Furthermore, it is notable that the better songs of the album mainly appear in clusters. With Salome -femme fatale- a three song peak commences. The song has a tensive structure and a grandiose climax. Following that one immediately is the melancholic semi-ballad Ophelia. Atsushi Sakurai's voice is the most important reason why Buck-Tick is better than many similar bands anyway, but dark ballads like Opheliap in particular are an opportunity for his deep, emotional voice to excel. Next up is Hikari no Teikoku, which profits optimally from the interaction between the dense verses and the more open, almost U2-like chorus.

Later on, Babel appears and reminds its listeners how good Buck-Tick is at its most gothic. That trajectory is continued on Guernica no Yoru, a sober, minimalistic ballad in which Sakurai once again shows his best side. It also has, yet again, a marvellous chorus. The contrast with Tainai Kaiku almost could not be bigger, as it closes 'No. 0' in a remarkably positive sounding manner.


The presence of those two peaks of course doesn't mean that there is nothing else to enjoy on 'No. 0'. Bisshu Love is a stomping rocker filled with the erotic bravado that is so typical for Buck-Tick, while Reishiki 13-gata "Ai" is the sort of dangerous, sultry opener that could only be the brain child of Hisashi Imai. Sure, it can't quite equal the brooding tension of cum uh sol nu -Fresco no Besshu- from 'Atom Miraiha No. 9', but that was an inimitable masterpiece. Reishiki 13-gata "Ai" rather profits from its almost militaristic rhythms.

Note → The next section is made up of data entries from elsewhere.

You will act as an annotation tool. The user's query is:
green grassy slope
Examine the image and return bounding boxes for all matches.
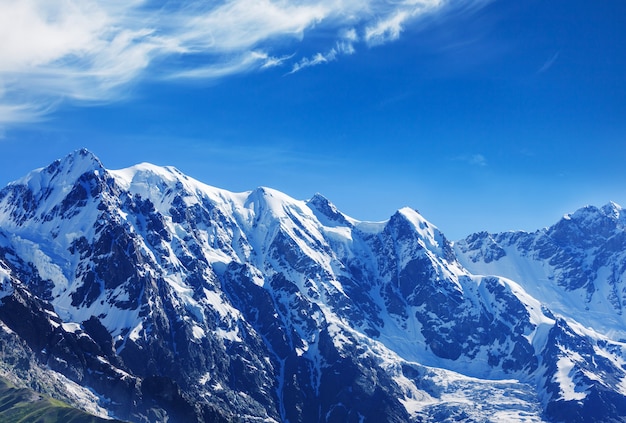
[0,377,121,423]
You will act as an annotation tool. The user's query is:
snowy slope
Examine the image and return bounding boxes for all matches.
[0,150,626,422]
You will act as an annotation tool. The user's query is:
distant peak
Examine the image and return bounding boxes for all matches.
[602,201,622,217]
[45,148,104,175]
[306,192,351,226]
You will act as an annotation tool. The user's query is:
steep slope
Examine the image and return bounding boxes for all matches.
[454,203,626,421]
[0,377,127,423]
[0,150,626,422]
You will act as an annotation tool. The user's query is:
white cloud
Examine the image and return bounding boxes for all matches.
[0,0,484,126]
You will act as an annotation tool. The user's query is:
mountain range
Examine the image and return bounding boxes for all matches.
[0,150,626,423]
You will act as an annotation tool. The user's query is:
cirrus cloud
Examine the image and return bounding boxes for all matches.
[0,0,484,127]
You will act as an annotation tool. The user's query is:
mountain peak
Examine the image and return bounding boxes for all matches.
[306,192,351,226]
[11,148,106,196]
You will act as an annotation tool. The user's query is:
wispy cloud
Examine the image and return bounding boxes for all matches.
[0,0,484,126]
[452,153,488,167]
[537,51,561,74]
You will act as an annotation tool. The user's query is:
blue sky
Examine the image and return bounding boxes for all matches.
[0,0,626,239]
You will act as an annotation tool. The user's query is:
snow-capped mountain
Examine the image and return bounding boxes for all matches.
[0,150,626,422]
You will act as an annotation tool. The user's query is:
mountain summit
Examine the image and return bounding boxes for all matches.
[0,150,626,422]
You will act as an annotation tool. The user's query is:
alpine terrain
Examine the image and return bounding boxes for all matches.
[0,150,626,423]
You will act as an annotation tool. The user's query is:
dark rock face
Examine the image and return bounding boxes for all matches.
[0,150,626,423]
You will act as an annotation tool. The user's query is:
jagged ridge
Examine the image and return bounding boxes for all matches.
[0,150,625,422]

Between the two aforementioned peaks, two of Hisashi Imai's rather aggressive cyberpunk songs can be found: Nostalgia -Vita Mechanicalis- and Igniter. These two appear to be meant as compensation for anyone who prefers late nineties Buck-Tick, but it's a fact that they are delivered with conviction. Both songs would not sound out of place as an intro theme to a sci-fi thriller.


On their 21st album, Buck-Tick shows that they have too many powerful rockers and gorgeous ballads up their sleeves to call it a day anytime soon. Peers of the quintet release albums that can't even begin to equal their heyday, if they haven't given up altogether already or have been promising a new album for years. For that reason alone, Buck-Tick already deserves every compiment you can give them. Besides, I personally think their albums are much more consistent these days than they used to be.

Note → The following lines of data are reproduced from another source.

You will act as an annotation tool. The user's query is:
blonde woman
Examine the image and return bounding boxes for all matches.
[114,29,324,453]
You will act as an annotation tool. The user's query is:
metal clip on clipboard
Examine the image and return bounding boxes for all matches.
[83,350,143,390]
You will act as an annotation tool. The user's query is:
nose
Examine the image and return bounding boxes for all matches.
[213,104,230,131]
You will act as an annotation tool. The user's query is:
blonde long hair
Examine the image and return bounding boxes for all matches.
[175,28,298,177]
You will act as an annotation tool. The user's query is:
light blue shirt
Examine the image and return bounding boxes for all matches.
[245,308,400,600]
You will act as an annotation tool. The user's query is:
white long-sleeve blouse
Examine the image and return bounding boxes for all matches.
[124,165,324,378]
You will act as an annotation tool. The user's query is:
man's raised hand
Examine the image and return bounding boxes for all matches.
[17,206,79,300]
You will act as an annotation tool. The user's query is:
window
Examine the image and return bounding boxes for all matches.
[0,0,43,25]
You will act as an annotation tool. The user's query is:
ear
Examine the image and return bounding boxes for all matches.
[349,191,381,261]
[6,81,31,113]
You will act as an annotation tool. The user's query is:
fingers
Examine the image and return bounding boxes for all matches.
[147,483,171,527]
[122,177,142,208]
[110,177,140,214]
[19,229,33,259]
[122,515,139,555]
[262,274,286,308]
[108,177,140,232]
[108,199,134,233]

About Atsushi Sakurai, I can be brief: what an amazing singer. He has always been one of the better singers of the Japanese rock scene, but it sounds like he's getting better with age. For some people, it may be disappointing that the innocence of his early years has just about disappeared, but it is a fact that the number of Japanese singers who can carry the gravitas of a sorrowful ballad as well as Sakurai does is very limited.

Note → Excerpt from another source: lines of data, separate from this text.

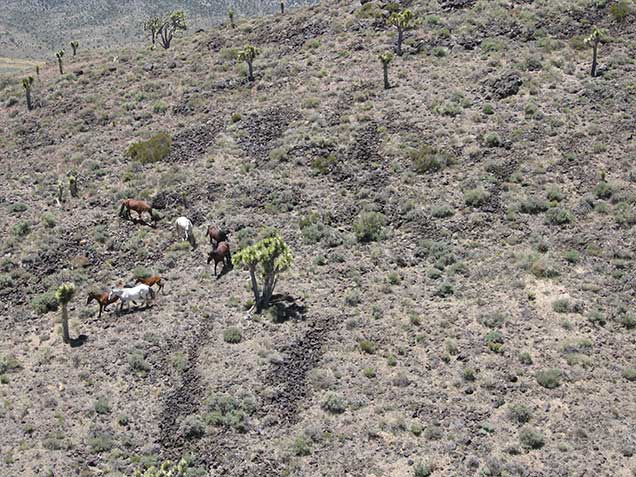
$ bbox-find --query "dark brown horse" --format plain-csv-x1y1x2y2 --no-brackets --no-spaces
135,275,165,295
206,225,230,247
119,199,157,223
208,242,232,277
86,291,119,318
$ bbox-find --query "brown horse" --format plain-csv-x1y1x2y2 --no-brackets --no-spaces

'No. 0' has been released in 4 different versions. First of all, there's the cd version with only the 13 songs on the album. The other three versions have the videos of Bisshu Love, Ophelia and Igniter on DVD, BluRay or even as virtual reality videos with the viewer included.
If you can't get enough of me giving my opinions without having asked for it, you can read more of it on my Kevy Metal weblog.
Good review. I know I dropped this after the trailer, but at least someone liked the album. Tongue
Occasionally, I write music reviews.
Thanks! I'm sure it became another bestseller, but that doesn't necessarily say anything about its quality of course Wink

I think the trailer somewhat misrepresented the album. Yes, it is a tad more electronic than its predecessors, but as a whole, it is far more "rocky" than the trailer suggested.